We've got an instructive economic precedent of our own. The U.S. lost almost half of its GDP and almost a third of its money supply in the first 3-4 years of the Great Depression, because everyone was paying down debt and no one was borrowing. The revisionists at the Heritage Foundation are working 26 hours a day trying to deny it, but it was New Deal spending that reversed that spiral.
As for us, eighty years later, that 0.0000001% interest rate we've maintained the last several years is really working wonders.
I love how the Statists can destroy an economy while taking credit for saving us all - it's a unique skill.
The New Deal and Hoover's ramp up to it, created the Depression out of a Recession. Anyone in the business world (now or then) can see it.
Western Europe didn't close off trade and spend like crazy - so they came out of the Recession in the early 30's - not a decade later. We didn't follow Japan down the borrow, tax, and spend spiral - so we didn't lose the 90's.

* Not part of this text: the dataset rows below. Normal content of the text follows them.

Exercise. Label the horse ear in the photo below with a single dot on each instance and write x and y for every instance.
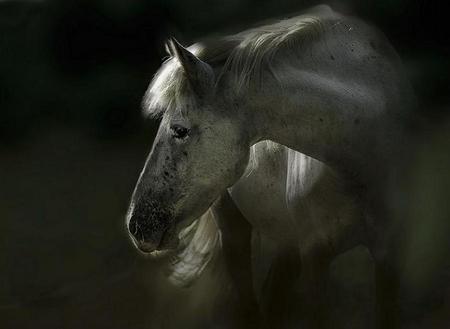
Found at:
(199, 74)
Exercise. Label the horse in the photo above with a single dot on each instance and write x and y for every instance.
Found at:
(330, 88)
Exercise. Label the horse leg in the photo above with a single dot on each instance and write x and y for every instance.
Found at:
(387, 285)
(236, 243)
(313, 287)
(278, 285)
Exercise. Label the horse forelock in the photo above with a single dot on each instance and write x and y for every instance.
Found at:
(242, 58)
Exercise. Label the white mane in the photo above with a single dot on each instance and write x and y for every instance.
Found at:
(244, 55)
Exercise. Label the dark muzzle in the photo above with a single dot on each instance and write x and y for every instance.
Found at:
(148, 224)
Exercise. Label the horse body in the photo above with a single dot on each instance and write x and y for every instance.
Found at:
(329, 88)
(294, 199)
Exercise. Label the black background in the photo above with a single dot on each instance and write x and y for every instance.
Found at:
(72, 142)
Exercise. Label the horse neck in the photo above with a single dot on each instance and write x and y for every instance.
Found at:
(329, 120)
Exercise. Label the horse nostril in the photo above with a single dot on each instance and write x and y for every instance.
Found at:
(133, 228)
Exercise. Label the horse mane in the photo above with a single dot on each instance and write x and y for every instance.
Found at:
(245, 55)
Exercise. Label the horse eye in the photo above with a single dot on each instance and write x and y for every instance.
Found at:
(179, 131)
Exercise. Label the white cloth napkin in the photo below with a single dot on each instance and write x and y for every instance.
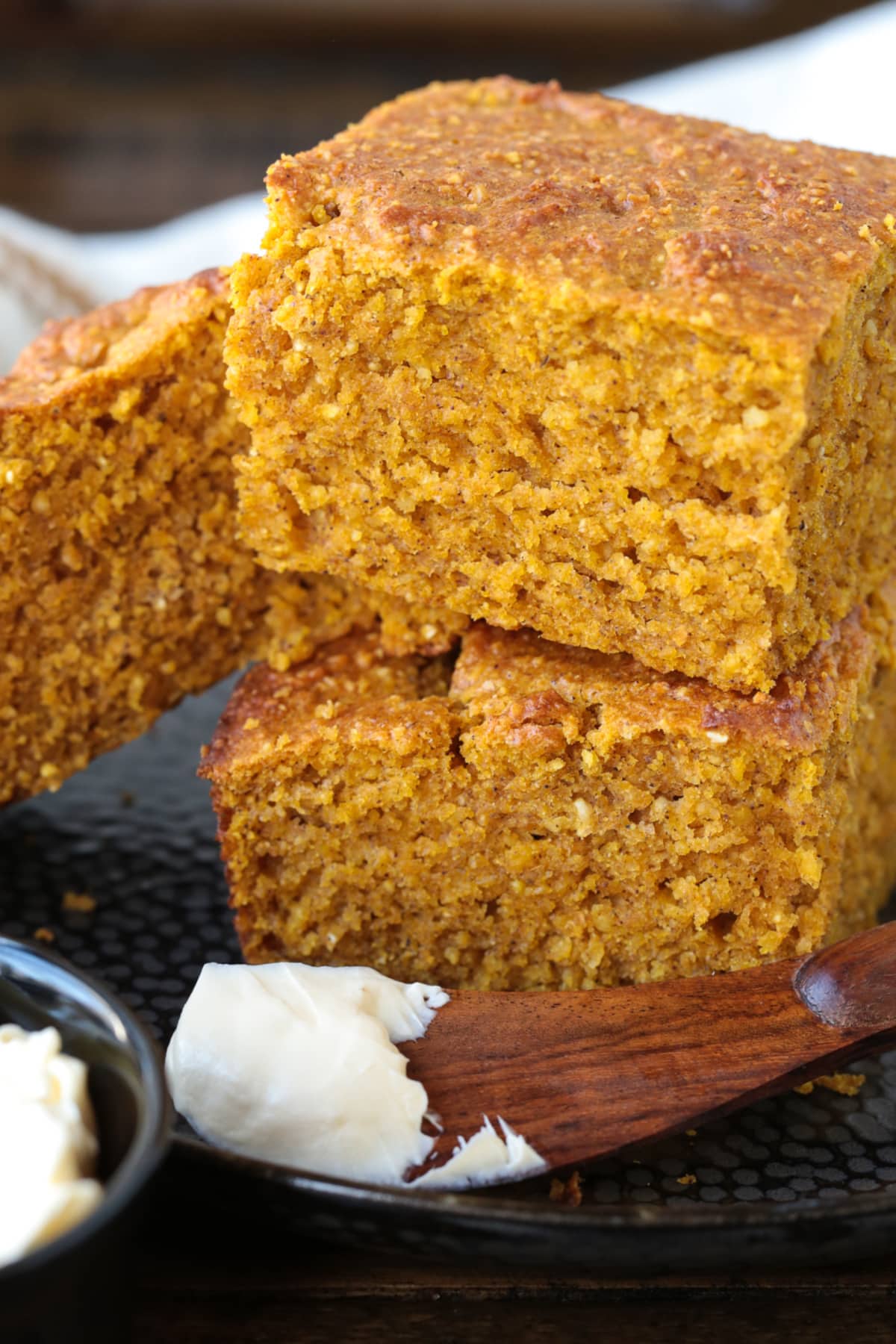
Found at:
(832, 84)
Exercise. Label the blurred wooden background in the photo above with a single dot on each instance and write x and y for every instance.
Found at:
(121, 113)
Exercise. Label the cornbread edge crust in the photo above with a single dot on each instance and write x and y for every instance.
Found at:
(122, 584)
(555, 361)
(543, 816)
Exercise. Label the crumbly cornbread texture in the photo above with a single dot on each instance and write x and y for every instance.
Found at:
(546, 816)
(122, 585)
(555, 361)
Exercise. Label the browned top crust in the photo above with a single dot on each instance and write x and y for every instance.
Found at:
(519, 690)
(672, 217)
(108, 339)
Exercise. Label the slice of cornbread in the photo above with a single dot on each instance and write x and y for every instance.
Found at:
(550, 359)
(546, 816)
(122, 585)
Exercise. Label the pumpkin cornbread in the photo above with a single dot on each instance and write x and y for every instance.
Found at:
(546, 816)
(122, 585)
(555, 361)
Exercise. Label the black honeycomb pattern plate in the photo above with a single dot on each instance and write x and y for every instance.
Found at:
(798, 1177)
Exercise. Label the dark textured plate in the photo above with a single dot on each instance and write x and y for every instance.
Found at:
(791, 1179)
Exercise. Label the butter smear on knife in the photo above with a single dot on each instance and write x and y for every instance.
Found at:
(299, 1066)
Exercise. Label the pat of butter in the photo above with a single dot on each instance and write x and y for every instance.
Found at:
(47, 1142)
(297, 1065)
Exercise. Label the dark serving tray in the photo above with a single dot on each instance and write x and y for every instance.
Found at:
(794, 1179)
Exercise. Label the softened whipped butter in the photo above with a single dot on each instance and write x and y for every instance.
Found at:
(297, 1065)
(47, 1142)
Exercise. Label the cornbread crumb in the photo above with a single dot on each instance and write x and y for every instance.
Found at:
(429, 823)
(848, 1085)
(567, 1191)
(80, 902)
(615, 383)
(117, 500)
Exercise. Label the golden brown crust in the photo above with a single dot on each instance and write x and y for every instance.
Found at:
(551, 361)
(551, 818)
(109, 339)
(676, 217)
(122, 582)
(517, 687)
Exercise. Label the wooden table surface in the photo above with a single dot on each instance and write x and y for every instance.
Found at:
(206, 1284)
(111, 119)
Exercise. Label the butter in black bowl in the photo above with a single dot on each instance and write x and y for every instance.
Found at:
(74, 1287)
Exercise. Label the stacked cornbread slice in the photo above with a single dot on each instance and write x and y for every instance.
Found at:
(122, 582)
(628, 381)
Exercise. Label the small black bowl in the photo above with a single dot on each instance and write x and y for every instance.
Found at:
(74, 1288)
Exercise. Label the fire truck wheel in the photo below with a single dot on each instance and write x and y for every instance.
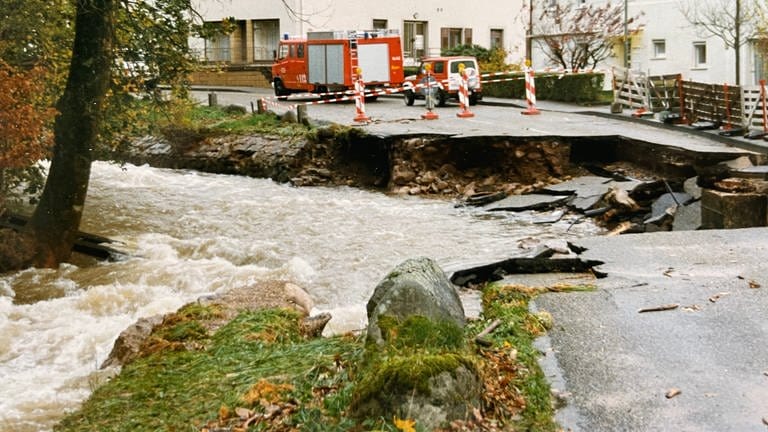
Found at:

Please, no more government help.
Hoover's Congress underspends, economy tanks further. Roosevelt's Congress spends money, economy improves. Rollback in the summer of 1937, economy drops anew. Back to spending, economy improves. And then World War II and we know the rest. This graph ain't hard to draw.
"The New Deal and Hoover's ramp up to it," what an adorable try. Mmm, yeah, those two were truly an inseparable economic team.
Sure, government spending - the economic panacea! The more the better - let's spend another $100 trillion, that will fix everything! FDR's spending really had our economy flying by the late thirties. That worked great.
Strange that 10 years earlier, the Harding / Coolidge Administration really cut spending, paid down the debt, and cut taxes during a severe recession. The disastrous result was called the "Roaring Twenties."
Taxes were cut because a little spending item called "World War I" came off the books. It also helped a teeny bit on the national debt. However, the philosophy of pay-as-you-go debt reduction wasn't exactly the vogue. Perhaps you've heard of "buying on margin," or Black Friday. It was kind of a big 1920s economic thing.
The dawn of mass production, a massive rise in consumerism and recreational spending, and small, unnoticeable changes to America's infrastructure such as paved roads, utilities and skyscrapers each had juuusssst a little more to do with sparking the 1920s boom than the fine policies you cite.
Aww. Poor ol' Warren G. Harding. He deserves so much double-secret credit. And to think, the pocket pundits called the Bush economy "The Greatest Story Never Told."
"Blck Friday" was a massive market correction. Followed by a short recession. Then Hoover and FDR got into the act and the Great Depression was on.
Government drags on the economy at the rate it spends. Spend more, the eceonomy slows - Macro Econ 101 that libs have been fighting forever. Unfortunately for them, whenever anyone gives them a chance recession and depression follows.
This video might help if you can't track.
http://www.youtube.com/watch?v=Yi2l0NilEBE&feature=player_embedded
Great overseas "rebuttal" video; I must have blinked during the part dealing with all of American economic history since McKinley.
The mini-industry trying to debunk the New Deal recovery is a fun little conservative circle jerk, but the Great Depression cratered in February/March 1933. Maybe the revisionists should start claiming that Roosevelt was really elected in 1930.